Fr. David Collins, S.J.
Faculty
How does Georgetown’s Jesuit identity shape your teaching and research?
First of all, I’m here at Georgetown because of Georgetown’s Jesuit and Catholic identity. Second, there are kinds of questions and kinds of priorities that shape the scholarly and educational conversation — in the broad sense that philosophical questions about the meaning of human life, or the role of religion in society, how learning is connected to a broader good or common good. Those are some of the issues that make Georgetown the particular kind of university that it is and place in the tradition of the Jesuit and Catholic intellectual tradition. An eminent historian once spoke here years ago — a good friend — about why the humanities are important. Within the Jesuit and Catholic tradition, the humanities are associated with the morally good, at personal and social levels. Those aims were at the heart of the invention of the humanities education. The sad thing about this talk to my mind was that he gave many reasons why the humanities are important but not that most important of them all: that it is oriented toward the greater good within the person and within society. This reflects the tragedy of education when you feel you have to avoid its moral aims, as if the good really only has something to do with the hot-button issues. We’re not talking about a specific moral issue here. We’re talking about how education works to the greater good of the person and for the common good.

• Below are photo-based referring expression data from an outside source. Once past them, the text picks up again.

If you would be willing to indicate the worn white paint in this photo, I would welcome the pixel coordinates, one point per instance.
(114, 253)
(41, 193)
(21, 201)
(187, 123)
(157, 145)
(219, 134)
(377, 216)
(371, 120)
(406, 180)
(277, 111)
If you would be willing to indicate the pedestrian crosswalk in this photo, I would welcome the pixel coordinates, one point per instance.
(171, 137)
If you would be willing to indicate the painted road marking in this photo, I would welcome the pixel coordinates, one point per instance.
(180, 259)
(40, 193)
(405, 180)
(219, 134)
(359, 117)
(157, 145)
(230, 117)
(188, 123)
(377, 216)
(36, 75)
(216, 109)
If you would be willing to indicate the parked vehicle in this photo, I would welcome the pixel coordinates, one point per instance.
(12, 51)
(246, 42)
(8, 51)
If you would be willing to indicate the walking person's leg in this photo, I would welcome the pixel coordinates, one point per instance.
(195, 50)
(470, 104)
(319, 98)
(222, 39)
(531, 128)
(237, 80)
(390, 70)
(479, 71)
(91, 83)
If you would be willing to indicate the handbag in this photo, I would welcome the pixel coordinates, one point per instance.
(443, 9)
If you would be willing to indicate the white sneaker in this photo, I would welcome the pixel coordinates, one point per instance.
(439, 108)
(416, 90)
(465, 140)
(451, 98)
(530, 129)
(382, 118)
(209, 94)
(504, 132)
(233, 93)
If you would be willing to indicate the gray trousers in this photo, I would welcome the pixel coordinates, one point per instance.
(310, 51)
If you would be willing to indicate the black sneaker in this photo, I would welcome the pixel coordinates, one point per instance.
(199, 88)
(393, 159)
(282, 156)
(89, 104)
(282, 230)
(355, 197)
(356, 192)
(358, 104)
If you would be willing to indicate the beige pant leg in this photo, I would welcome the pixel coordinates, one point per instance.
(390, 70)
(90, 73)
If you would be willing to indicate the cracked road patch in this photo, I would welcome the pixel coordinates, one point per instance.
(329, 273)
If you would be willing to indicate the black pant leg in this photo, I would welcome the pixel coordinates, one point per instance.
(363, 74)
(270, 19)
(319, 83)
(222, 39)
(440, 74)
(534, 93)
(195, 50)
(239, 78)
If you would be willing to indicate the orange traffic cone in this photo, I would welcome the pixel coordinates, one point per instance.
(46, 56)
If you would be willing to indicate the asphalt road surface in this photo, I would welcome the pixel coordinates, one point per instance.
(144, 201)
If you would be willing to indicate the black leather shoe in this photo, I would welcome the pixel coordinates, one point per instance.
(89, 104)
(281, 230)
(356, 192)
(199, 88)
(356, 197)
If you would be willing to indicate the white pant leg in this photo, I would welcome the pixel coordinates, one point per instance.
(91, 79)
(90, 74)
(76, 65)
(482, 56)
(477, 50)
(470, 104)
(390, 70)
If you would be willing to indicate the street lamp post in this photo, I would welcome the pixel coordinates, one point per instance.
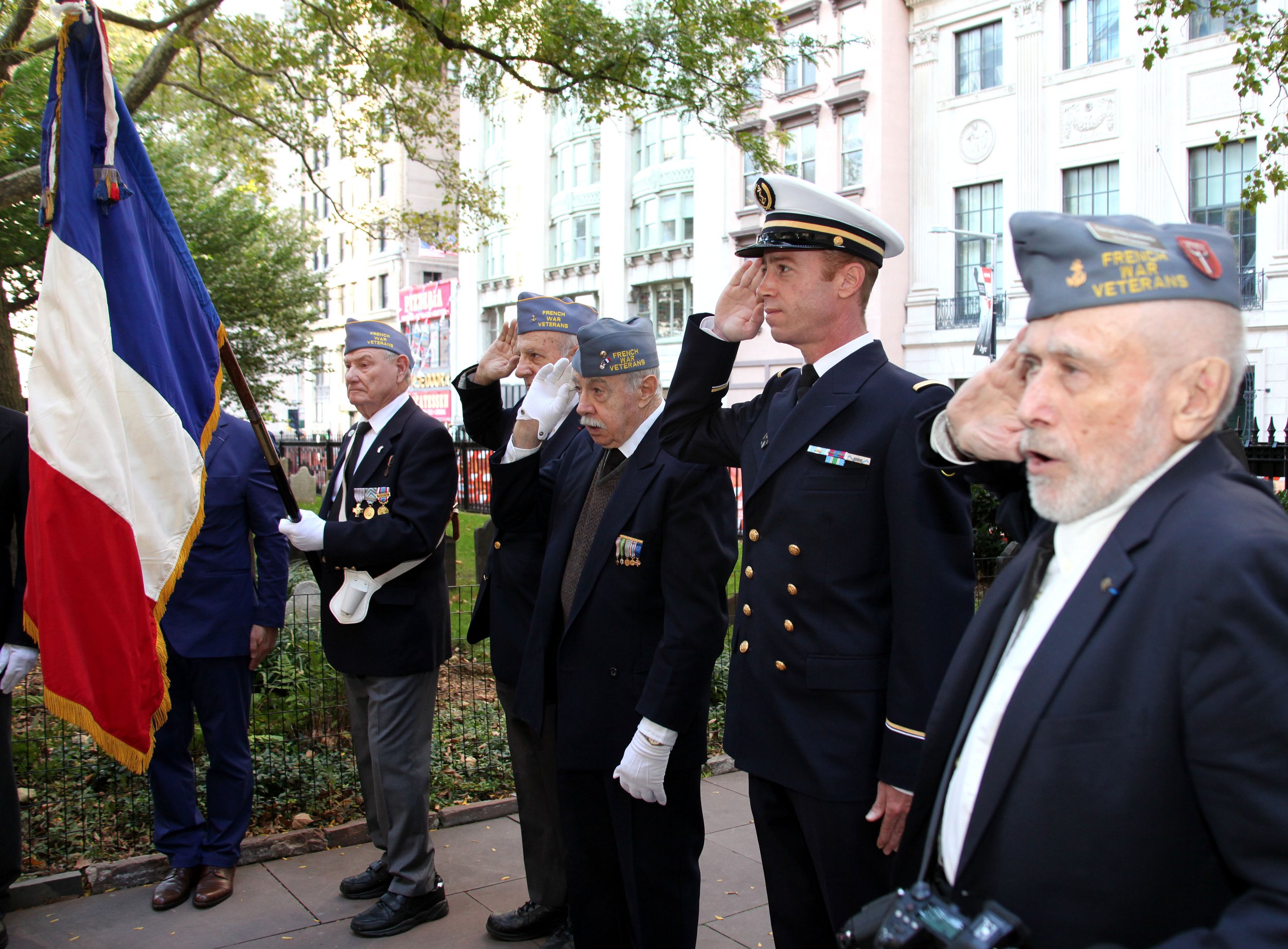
(992, 258)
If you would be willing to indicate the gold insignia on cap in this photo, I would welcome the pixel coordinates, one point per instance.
(764, 195)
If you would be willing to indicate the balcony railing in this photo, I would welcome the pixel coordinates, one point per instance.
(962, 311)
(1252, 287)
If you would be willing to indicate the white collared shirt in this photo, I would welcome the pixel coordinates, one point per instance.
(1076, 545)
(379, 419)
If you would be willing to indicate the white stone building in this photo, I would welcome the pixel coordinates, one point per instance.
(1039, 105)
(365, 275)
(643, 217)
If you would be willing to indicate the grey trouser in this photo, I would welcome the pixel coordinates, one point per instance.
(392, 720)
(536, 783)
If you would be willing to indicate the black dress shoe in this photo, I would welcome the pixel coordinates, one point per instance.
(530, 921)
(370, 885)
(561, 938)
(395, 913)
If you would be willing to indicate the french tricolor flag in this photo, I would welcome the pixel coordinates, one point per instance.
(124, 397)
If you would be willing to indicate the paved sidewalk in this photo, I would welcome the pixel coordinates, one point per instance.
(297, 899)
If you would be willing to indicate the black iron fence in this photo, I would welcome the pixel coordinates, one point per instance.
(962, 311)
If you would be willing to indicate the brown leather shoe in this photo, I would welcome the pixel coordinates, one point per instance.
(176, 888)
(214, 888)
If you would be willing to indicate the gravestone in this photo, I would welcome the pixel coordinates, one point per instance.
(483, 540)
(304, 487)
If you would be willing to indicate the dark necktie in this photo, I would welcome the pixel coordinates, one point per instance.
(809, 375)
(1011, 617)
(351, 464)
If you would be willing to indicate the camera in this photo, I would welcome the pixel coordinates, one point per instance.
(919, 917)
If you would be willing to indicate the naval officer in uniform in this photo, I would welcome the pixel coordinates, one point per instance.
(857, 579)
(629, 621)
(387, 628)
(544, 333)
(1107, 755)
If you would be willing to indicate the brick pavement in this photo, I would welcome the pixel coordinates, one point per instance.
(295, 903)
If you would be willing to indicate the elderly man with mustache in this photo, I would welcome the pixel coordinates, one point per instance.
(1107, 755)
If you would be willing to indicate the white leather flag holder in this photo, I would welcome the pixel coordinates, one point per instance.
(351, 602)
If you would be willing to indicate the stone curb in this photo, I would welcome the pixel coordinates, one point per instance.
(150, 868)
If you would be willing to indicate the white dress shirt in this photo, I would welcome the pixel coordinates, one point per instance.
(377, 421)
(1076, 545)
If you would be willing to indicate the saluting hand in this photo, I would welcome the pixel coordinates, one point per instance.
(983, 418)
(740, 311)
(501, 359)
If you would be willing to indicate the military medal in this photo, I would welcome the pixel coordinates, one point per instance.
(835, 456)
(629, 550)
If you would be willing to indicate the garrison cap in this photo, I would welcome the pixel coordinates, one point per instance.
(612, 347)
(1071, 263)
(372, 334)
(800, 215)
(537, 312)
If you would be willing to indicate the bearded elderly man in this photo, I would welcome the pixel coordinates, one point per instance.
(629, 621)
(1107, 756)
(387, 628)
(544, 333)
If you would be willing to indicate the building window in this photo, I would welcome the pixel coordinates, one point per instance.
(749, 179)
(493, 257)
(666, 304)
(854, 44)
(978, 208)
(663, 219)
(1216, 195)
(852, 150)
(799, 151)
(661, 138)
(979, 58)
(576, 164)
(1091, 190)
(799, 71)
(573, 239)
(1204, 24)
(1090, 31)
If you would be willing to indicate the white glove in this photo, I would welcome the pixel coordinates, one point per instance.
(549, 397)
(643, 767)
(306, 535)
(16, 664)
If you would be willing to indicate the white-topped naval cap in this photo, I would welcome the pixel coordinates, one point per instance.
(800, 215)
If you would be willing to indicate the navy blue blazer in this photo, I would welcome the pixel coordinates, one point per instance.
(225, 590)
(1138, 788)
(858, 580)
(509, 586)
(408, 629)
(639, 640)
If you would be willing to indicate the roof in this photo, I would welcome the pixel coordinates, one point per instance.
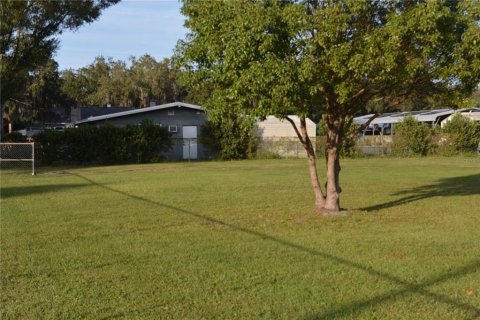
(140, 111)
(422, 116)
(275, 120)
(87, 112)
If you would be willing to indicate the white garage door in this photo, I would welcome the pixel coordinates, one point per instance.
(190, 142)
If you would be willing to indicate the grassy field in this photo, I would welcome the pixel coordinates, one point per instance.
(240, 240)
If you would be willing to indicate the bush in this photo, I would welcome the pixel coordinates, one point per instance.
(463, 134)
(229, 138)
(412, 138)
(103, 145)
(13, 137)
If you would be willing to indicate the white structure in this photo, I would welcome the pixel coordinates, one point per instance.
(272, 127)
(385, 123)
(278, 138)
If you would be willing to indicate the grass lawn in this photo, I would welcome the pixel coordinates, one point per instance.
(240, 240)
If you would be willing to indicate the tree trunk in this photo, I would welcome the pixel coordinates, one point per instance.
(312, 166)
(332, 203)
(334, 145)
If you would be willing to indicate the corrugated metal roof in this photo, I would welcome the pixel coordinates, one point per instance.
(142, 110)
(422, 116)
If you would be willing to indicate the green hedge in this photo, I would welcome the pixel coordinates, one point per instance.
(105, 144)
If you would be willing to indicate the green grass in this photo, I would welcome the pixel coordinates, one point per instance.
(240, 240)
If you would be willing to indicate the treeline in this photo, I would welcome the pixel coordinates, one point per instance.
(135, 83)
(121, 84)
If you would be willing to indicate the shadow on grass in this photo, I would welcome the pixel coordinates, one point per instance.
(456, 186)
(348, 309)
(10, 192)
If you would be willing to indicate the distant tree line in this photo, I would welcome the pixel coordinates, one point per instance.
(121, 84)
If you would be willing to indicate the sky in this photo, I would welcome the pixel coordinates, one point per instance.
(131, 27)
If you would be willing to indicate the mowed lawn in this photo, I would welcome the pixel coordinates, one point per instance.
(240, 240)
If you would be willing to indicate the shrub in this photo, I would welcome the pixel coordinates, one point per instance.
(229, 137)
(13, 137)
(463, 134)
(412, 138)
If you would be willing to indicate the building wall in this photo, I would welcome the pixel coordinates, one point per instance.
(181, 117)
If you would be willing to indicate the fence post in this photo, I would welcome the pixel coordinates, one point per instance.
(33, 158)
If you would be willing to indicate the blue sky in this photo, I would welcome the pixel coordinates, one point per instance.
(131, 27)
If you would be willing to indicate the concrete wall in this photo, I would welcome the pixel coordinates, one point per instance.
(273, 127)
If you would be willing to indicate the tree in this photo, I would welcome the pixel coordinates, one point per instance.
(412, 138)
(41, 92)
(339, 58)
(28, 31)
(463, 132)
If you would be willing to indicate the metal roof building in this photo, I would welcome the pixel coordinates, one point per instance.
(385, 123)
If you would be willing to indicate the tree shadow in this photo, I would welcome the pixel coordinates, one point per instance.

How did you narrow your focus to what you study today?
A lot of it is accident. It was these questions that I just talked about that are important for Jesuit education. There are 100 million different ways that those can play themselves out in the kind of research I do, but turn it around, and it’s, ‘Why is history my favorite subject?’ I had good history teachers, and what they taught and how they taught caught my imagination, and suddenly I saw, I could really work these big questions out in my mind through medieval history. Does everyone have to do it that way? I don’t think anyone needs to be a medieval history major. But it was a way for me to work out some of those broader issues. What’s the relationship between faith and reason? What are the ways that society tries to construct itself in order to achieve certain goals? I think about these things now through my work as an instructor and researcher of history. But it almost as easily could have been, say, an English teacher, in which case I might have turned out an English teacher.
What’s the greatest challenge you face in teaching?
I would like the students to be excited about what excites me as I am, and I understand that not everyone needs to be a history person. Euro Civ — the general education course — is so interesting. Students have to take it, so there’s always some corners of resistance in the lecture hall. I don’t feel I have to convince everyone that history is the absolutely greatest subject because ultimately I suppose I don’t believe that. But I do want to convince the skeptics that the study of history can shed bright light on important questions of human life and society. At the end of the day, the gen en classes — it’s interesting: The ones that come in with the chip on their shoulder, where they’ve always had dull history classes, they come to college, and they realize that history in college is actually more interesting. There is a greater chance for them to come out being fans than those that come in wanting to be history majors. For them, they’ve already been convinced, then they find it unchallenging. One of the challenges is how do you keep a diverse audience engaged in the material.
How has living in the dorm shaped your teaching or understanding of Georgetown students?
Teaching is more than imparting information. Teaching is about a pedagogical method. It’s about an engagement between a teacher and a student. Living in the dorms broadens that engagement. It’s not that I’m suddenly giving lectures on World War I in the dorms (though you should ask my fellow residents whether I slip into that mode). It’s in as much as it’s broadened my experience of students in a broader sense of circumstances. It’s made me, in teaching, more sympathetic more broadly.
What would be your ideal course to teach?
I like all the courses I teach. That’s the nice thing. In my upper-level seminars, I get to teach what I want to teach. So few students major in medieval history. The upper-level courses I teach, people take as electives. In the “Outer Space” class, for example, there isn’t a big section of student body that needs that course. What I get is an eclectic mix of students, most of whom are looking for an elective and are intrigued by the title. So I’ll get a couple history majors who say that it looks interesting, some people from philosophy and theology and government, but then also people from the hard sciences. I can pick the topic, so I don’t have any problem there, so what kind of market of students do you get that are engaged in the material? That’s my favorite class — other courses do it, but “Outer Space” does it really well — because of the diversity of students.
I actually just got an email from a student — a math major in an engineering firm. She said that once in a while, someone will make a skeptical remark about her liberal arts degree, and she reports always thinking first of that class, “Outer Space.” To her mind, that course is emblematic of what made a liberal arts education worthwhile.
What would you be doing if you weren’t in academia?
I’d always be lecturing. The Jesuits make us do all kinds of interesting things, and the most interesting things that really sparked a passion in me that they made me do outside was working at an Indian reservation in South Dakota. I loved that work. I was working in parishes and working in the tribal jail, and it was teaching GED classes — which I guess was still teaching. I’m a teacher — what can I do? I love that work. I’d go back in a heartbeat.